In the end, we still have more in common than different.
One must remember (as Aaron likely knows) the first and only successful slave revolt happened in Haiti and they still carry the scars of what slavery did to that country. The Western world punished Haiti, a once prosperous colony, because the African slaves and mixed population there dared to want to control their own destiny. The Haitian revolt also directly impacted how black Americans were treated in this country because white slave owners lived in fear of their chattel following suit, hence creating the most punitive punishment for Negroes who didn’t make good slaves.
Are Haitians who live in the United States less black than me because of their differing experience with slavery in the New World? Don’t you still have to deal with the same level of drama, only with different historical references to fall back on?
So, yes, the Chinese who were brought over to toil and build our railroads did have a very different experience from the Japanese who also came here to work. But the Japanese, despite being American citizens, were thrown into detention camps during WWII and had their patriotism questioned routinely. They’re both Asian. They’re both different. Yet racism is amazingly the same.
If I had one criticism of Aaron’s logic, that would be it.
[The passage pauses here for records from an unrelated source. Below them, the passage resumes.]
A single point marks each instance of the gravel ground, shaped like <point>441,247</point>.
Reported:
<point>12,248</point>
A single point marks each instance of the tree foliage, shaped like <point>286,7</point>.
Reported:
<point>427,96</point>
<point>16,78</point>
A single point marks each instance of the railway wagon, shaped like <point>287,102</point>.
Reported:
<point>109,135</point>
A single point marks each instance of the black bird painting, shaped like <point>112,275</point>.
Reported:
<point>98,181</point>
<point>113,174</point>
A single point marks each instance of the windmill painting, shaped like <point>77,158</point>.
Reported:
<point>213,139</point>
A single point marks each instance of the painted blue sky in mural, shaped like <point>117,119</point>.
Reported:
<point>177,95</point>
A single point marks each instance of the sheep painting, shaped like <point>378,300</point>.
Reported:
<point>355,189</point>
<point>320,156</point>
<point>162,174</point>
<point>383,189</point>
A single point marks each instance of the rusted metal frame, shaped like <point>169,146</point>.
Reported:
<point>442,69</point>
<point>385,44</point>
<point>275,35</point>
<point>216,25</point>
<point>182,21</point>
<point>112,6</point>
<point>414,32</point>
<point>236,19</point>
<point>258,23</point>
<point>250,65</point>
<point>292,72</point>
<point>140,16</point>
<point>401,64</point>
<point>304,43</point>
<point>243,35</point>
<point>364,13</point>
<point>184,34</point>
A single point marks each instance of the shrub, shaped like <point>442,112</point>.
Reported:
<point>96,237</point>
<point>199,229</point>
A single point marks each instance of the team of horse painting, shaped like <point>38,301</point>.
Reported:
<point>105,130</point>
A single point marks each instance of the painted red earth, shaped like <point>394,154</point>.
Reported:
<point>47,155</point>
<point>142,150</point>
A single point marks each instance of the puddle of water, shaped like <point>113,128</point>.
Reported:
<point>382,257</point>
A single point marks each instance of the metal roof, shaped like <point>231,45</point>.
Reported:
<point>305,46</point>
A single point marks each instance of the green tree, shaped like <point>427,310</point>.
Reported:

Black American, African, Haitian, Jamaican, Japanese, Chinese, Korean, Filipino — to a racist, to a xenophobe, is there really a difference?
As for the governmental skepticism, I thinks it’s healthy to be suspicious of our government, but he had to know that he was going to catch some flak from Obama supporters who would interpret his statements as dismissing of Obama before the man even did anything. While America is always two steps from full-on fascism, we’re not fascists yet. You can keep an eagle eye on your civil liberties and question the new administration, but it might be helpful if Obama actually did something as president first so you’d at least have concrete actions to criticize.
Not a parsing of “what ifs” and “could bes.”
But, as Papa Snob always says, “If you always expect the worst, you’ll never be disappointed.”